Despite all the talk of constriction in the credit markets, Wall Street's buyback binge continues. Tech firms seem particularly active, with McAfee (NYSE: MFE) laying out $750 million last month, and IBM (NYSE: IBM) going whole hog on a $15 billion repurchase authorization. This morning's news revealed that Juniper Networks (Nasdaq: JNPR) wants a few of its own shares back, authorizing the repurchase of a cool $1 billion -- and promising to buy back more in the future. Which brings us to our two key questions:

Can it pay?
Absolutely. Juniper has nearly $2 billion in cash in the bank. That's enough to cover the $300 million remaining from the firm's previous buyback authorizations, the new $1 billion buyback, and more. And speaking of "more," Juniper generated free cash flow of roughly $640 million over the last 12 months.
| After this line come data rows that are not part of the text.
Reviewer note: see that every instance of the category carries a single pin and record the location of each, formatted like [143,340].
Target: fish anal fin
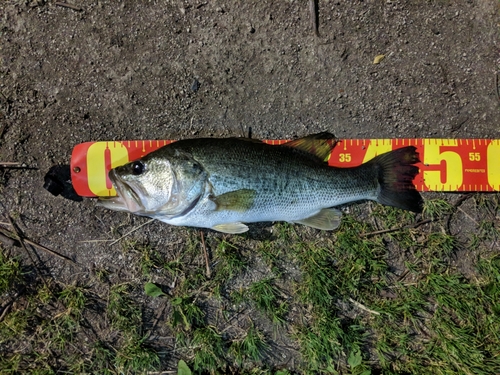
[237,200]
[326,219]
[320,144]
[232,228]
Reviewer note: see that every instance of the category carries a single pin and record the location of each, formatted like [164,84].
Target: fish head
[157,185]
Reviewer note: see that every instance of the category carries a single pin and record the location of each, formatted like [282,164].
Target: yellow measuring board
[453,165]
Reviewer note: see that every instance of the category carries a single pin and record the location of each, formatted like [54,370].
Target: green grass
[382,294]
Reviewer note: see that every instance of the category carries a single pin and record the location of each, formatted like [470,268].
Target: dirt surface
[109,70]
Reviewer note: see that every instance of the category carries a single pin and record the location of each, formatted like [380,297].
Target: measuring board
[452,165]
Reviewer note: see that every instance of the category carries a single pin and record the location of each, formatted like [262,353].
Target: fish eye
[138,167]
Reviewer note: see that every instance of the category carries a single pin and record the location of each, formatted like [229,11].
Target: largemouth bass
[223,183]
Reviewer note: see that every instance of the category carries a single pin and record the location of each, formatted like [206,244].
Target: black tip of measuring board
[57,181]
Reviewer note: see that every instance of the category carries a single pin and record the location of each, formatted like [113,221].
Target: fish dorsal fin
[320,144]
[326,219]
[232,228]
[238,200]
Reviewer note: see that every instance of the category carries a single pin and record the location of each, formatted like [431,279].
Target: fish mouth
[127,199]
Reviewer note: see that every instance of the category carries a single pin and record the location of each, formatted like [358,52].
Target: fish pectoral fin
[320,144]
[326,219]
[237,200]
[232,228]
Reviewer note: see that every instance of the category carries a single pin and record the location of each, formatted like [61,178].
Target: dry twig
[209,273]
[66,5]
[363,307]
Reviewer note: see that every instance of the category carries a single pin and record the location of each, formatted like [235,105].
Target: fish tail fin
[395,172]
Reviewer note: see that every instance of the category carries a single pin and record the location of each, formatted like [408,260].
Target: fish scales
[223,183]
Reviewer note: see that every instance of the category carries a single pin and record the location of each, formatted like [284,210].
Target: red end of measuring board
[451,165]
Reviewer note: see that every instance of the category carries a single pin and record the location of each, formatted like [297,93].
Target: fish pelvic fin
[232,228]
[326,219]
[319,145]
[395,172]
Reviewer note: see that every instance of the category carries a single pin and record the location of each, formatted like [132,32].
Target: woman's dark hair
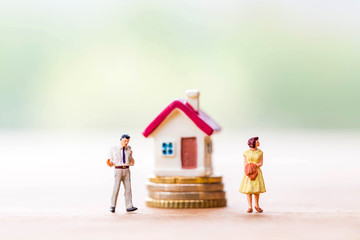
[252,142]
[125,136]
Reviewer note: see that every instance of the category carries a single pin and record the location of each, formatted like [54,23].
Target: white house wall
[176,126]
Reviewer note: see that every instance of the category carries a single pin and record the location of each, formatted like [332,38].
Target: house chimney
[192,98]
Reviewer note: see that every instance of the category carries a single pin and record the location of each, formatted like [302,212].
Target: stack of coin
[186,192]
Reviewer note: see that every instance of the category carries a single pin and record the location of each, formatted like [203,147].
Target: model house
[182,138]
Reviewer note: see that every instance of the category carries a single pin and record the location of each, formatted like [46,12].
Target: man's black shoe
[131,209]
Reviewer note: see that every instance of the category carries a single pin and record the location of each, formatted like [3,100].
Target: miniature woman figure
[256,186]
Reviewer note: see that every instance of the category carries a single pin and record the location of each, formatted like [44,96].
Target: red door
[188,153]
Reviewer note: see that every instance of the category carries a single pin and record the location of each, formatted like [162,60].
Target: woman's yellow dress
[257,185]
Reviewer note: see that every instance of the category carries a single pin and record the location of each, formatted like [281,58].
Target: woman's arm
[260,162]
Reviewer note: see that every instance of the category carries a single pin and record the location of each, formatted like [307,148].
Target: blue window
[168,149]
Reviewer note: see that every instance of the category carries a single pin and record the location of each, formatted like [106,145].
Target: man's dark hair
[125,136]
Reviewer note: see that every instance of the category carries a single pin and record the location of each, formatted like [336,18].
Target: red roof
[200,119]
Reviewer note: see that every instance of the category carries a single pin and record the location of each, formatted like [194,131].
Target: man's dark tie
[123,154]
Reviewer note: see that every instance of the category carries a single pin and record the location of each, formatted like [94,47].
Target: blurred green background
[104,64]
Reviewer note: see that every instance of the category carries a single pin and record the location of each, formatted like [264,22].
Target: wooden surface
[57,185]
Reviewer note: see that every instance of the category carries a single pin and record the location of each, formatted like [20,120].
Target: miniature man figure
[120,156]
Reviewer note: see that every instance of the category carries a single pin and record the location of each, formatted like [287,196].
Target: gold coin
[210,203]
[185,180]
[187,195]
[200,187]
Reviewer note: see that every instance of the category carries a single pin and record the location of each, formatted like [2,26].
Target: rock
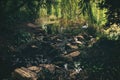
[24,74]
[72,54]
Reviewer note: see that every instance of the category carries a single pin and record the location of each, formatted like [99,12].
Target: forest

If it keeps churning out cash at that rate, further buybacks could be in the offing.

Should it pay?
But would that be a good idea? To "quality check" the Foolishness of Juniper's decision, let's see how the stock stacks up against a few of its closest competitors:

P/E

Price to Free Cash Flow

Projected Growth Rate

Juniper

42

21

21%

Alcatel-Lucent (NYSE: ALU)

n/a

n/a*

12%

Cisco (Nasdaq: CSCO)

19

15

14%

*Alcatel-Lucent has yet to file its latest cash flow statement. However, over the four quarters preceding Q4 2007, the company had negative free cash flow of euro 417 million, and so a negative P/FCF ratio as well.

Juniper's P/E makes this buyback seem overoptimistic at first glance. But if you delve deeper into the cash flow statement, you'll see that this stock is not at all as expensive as it first seems. While perhaps not a screaming bargain, the idea of paying 21 times free cash flow for a firm growing at 21% -- faster than any of its competitors -- has some merit.

Foolish takeaway
So why is it that Mr. Market is looking askance at Juniper's buyback, selling the stock off by more than 4% today? My hunch is that today's buyback isn't what's to blame -- it's tomorrow's that has investors upset. You see, Juniper promised to "initiate an on-going, share maintenance plan designed to offset dilution from the issuance of shares related to its employee stock plans."

Juniper may look cheap today, and it may be a good idea to take advantage of that cheapness by buying back shares. But if Juniper plans to undo any good that comes out of a buyback by just diluting shareholders further, then investors may be right to wonder who's reaping the benefit of these buybacks. I'm beginning to wonder, myself.